本業のヘアメイクの仕事の合間にスチールモデルやショーモデルとしても仕事がありました。
動き回ることが大好きなあきちゃんは、自宅の理髪店は両親に任せ
ヘアメイクにモデルにと入ってくる仕事で休む間もなくあちこち飛び回っていました。
そんなある日、ある式場でヘアメイク担当になったのがきっかけで、撮影に入っていた5つ年下のカメラマンに声をかけられました。
このカメラマンも長身のイケメン。
実は何度か一緒に仕事をしていたようなのですが、あきちゃんは自分の仕事しか見えていないのでこのカメラマンのことは全然覚えてもいませんでした。
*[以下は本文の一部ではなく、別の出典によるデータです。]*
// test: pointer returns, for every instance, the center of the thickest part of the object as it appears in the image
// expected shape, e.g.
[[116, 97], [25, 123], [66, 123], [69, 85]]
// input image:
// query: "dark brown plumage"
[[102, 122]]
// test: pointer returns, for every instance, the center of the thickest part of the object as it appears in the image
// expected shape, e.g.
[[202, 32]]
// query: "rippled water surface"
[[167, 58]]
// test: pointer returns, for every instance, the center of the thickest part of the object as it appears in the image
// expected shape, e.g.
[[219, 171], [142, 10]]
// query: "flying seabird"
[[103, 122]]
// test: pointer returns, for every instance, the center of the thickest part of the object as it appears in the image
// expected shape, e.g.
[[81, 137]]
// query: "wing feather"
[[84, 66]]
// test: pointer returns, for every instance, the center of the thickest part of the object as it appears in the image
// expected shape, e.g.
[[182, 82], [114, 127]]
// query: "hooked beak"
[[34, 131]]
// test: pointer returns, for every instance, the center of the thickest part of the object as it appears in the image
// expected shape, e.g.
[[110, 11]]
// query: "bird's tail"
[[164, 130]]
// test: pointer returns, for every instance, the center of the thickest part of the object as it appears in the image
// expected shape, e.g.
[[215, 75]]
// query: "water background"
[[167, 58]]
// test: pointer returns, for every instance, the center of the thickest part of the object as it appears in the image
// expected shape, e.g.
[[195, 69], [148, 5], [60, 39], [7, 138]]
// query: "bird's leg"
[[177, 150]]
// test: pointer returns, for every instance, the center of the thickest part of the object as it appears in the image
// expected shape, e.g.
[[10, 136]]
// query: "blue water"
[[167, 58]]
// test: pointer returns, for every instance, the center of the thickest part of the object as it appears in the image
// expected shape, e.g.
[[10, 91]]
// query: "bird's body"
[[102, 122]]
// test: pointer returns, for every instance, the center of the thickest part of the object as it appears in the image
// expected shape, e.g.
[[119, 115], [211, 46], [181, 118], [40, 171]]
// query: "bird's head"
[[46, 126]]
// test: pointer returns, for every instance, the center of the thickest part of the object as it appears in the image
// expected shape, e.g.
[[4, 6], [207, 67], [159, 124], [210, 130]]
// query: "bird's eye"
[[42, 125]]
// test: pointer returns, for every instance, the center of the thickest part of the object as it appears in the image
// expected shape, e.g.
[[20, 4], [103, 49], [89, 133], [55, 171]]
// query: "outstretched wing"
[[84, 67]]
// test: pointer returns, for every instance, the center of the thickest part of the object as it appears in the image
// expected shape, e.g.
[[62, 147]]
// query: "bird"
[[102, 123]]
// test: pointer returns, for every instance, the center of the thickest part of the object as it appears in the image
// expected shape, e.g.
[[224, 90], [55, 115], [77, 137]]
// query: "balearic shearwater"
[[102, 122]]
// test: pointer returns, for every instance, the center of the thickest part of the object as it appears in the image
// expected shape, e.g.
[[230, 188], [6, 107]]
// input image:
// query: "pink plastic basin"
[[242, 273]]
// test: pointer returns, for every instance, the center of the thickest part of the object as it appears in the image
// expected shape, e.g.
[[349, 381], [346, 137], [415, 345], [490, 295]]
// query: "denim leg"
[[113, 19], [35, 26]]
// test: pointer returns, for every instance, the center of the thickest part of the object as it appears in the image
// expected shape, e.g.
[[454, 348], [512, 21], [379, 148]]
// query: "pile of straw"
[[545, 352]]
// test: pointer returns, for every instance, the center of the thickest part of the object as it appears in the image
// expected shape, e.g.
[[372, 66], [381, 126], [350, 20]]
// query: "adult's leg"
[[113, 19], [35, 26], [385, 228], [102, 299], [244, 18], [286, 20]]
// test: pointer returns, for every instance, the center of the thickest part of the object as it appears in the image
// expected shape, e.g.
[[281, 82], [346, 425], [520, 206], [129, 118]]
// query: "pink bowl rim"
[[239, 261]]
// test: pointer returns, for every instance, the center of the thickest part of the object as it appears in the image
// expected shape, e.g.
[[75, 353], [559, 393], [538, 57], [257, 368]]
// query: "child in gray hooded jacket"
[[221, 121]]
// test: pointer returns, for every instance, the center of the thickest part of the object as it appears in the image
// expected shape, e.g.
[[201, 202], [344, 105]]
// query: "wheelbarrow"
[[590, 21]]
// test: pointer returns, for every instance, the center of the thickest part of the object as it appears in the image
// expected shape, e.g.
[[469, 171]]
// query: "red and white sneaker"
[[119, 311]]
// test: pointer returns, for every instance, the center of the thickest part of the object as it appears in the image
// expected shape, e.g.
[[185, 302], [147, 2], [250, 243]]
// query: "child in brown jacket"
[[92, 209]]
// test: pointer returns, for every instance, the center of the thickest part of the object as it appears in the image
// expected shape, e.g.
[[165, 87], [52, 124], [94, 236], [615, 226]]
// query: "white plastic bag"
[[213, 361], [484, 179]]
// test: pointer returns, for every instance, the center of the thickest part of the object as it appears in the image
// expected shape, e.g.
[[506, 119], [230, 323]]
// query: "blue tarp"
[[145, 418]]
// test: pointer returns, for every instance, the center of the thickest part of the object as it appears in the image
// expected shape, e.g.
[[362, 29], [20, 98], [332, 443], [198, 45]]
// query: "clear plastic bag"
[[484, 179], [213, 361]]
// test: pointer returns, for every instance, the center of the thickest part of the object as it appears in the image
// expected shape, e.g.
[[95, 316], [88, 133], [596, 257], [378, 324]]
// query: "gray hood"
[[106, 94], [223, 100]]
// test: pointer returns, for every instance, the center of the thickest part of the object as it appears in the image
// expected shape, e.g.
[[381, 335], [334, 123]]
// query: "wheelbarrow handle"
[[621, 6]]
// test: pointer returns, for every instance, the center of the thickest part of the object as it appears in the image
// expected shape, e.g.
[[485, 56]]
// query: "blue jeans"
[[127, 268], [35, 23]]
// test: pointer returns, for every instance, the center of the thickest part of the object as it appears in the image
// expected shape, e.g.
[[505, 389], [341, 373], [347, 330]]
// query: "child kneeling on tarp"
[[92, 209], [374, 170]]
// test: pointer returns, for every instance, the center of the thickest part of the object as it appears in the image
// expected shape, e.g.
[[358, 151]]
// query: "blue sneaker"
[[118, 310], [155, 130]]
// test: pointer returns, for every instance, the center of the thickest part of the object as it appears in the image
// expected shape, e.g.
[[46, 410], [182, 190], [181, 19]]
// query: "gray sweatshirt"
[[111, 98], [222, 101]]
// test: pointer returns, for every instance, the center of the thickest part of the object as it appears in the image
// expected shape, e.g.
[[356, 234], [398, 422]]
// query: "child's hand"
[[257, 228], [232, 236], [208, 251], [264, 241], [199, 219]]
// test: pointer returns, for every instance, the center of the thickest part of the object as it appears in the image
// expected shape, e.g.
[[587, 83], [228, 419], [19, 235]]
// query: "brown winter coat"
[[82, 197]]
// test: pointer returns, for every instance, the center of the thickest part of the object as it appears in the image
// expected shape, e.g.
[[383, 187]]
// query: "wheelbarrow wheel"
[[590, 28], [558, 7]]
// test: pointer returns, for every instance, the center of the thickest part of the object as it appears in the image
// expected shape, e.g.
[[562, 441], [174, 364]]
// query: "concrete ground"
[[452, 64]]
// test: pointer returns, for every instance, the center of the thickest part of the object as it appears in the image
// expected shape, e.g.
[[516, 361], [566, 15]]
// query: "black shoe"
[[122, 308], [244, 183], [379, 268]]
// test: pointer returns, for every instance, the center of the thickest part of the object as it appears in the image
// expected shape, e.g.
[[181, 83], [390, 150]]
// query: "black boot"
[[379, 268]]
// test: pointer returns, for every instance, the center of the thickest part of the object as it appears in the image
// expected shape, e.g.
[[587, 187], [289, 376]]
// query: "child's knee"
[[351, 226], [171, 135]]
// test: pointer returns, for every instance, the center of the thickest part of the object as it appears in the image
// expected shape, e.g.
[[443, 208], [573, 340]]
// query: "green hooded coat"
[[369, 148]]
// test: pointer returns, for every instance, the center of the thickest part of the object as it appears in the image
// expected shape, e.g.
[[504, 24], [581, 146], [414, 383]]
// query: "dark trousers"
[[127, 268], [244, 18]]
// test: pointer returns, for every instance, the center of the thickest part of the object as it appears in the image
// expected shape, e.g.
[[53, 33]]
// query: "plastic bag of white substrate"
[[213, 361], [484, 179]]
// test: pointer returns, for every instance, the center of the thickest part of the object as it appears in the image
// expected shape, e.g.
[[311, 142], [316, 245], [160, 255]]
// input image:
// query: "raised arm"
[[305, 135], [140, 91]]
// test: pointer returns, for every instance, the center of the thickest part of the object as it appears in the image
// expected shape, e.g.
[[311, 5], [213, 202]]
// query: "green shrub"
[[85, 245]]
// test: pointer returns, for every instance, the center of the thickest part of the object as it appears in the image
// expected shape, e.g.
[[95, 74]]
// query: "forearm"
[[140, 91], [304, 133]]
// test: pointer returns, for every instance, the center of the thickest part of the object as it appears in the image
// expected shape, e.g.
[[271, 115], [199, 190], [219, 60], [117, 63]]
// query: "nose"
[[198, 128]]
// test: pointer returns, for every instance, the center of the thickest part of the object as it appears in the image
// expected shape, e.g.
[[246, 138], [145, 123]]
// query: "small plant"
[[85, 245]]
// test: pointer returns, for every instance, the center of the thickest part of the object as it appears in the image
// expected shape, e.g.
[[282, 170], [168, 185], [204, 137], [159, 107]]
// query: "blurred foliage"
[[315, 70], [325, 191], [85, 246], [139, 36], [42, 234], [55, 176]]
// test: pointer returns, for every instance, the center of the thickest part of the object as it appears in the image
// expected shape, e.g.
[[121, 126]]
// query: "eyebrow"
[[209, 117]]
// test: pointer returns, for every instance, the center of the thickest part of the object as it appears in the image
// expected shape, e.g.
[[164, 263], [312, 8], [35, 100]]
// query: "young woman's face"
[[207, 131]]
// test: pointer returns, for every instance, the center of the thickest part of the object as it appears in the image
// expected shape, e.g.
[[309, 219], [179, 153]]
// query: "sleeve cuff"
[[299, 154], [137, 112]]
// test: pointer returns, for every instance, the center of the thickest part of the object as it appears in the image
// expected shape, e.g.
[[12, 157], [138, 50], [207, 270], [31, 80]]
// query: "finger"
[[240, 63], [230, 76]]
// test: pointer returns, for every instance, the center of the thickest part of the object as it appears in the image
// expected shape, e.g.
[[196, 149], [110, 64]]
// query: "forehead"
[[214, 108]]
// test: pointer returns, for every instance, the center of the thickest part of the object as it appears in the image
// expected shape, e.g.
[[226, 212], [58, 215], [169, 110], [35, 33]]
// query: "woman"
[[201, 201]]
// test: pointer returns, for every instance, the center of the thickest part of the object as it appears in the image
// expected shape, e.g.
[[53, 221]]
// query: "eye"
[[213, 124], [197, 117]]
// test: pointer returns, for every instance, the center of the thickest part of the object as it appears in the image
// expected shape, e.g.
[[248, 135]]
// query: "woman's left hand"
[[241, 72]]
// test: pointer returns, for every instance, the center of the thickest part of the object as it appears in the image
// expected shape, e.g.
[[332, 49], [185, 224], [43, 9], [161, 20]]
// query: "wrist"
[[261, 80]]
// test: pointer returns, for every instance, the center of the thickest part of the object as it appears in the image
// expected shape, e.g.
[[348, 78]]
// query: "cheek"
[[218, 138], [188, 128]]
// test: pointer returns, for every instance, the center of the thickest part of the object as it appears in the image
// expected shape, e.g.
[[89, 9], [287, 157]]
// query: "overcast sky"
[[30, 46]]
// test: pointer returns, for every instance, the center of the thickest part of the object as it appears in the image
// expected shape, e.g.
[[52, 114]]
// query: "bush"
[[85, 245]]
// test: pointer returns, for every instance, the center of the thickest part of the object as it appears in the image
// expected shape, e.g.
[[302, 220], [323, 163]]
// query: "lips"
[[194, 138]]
それでも仕事上ではまた会う可能性が高いので名刺交換をし、プライベートでも会うようになりました。
ふたりがが出会って何年か経ったころ、
あきちゃんはカメラマンからプロポーズされました。
びっくりしたあきちゃん。
結婚なんて全然意識していなかったのです。
自分は一人っ子だからいずれは婿養子を探そうとは思っていたけど、
今は仕事が面白いし、忙しい。
第一カメラマンは5歳も年下、弟みたいにしか思っていませんでした。
当然プロポーズはお断り。
でもあきちゃんももう30歳を越えていました。
このことがきっかけで、結婚のことを真剣に考えるようになりました。
ただし、家を絶やしてはいけないので婿養子。
本当にしっかり者のあきちゃん。
両親を安心させるために奮闘する日々が始まったのでした。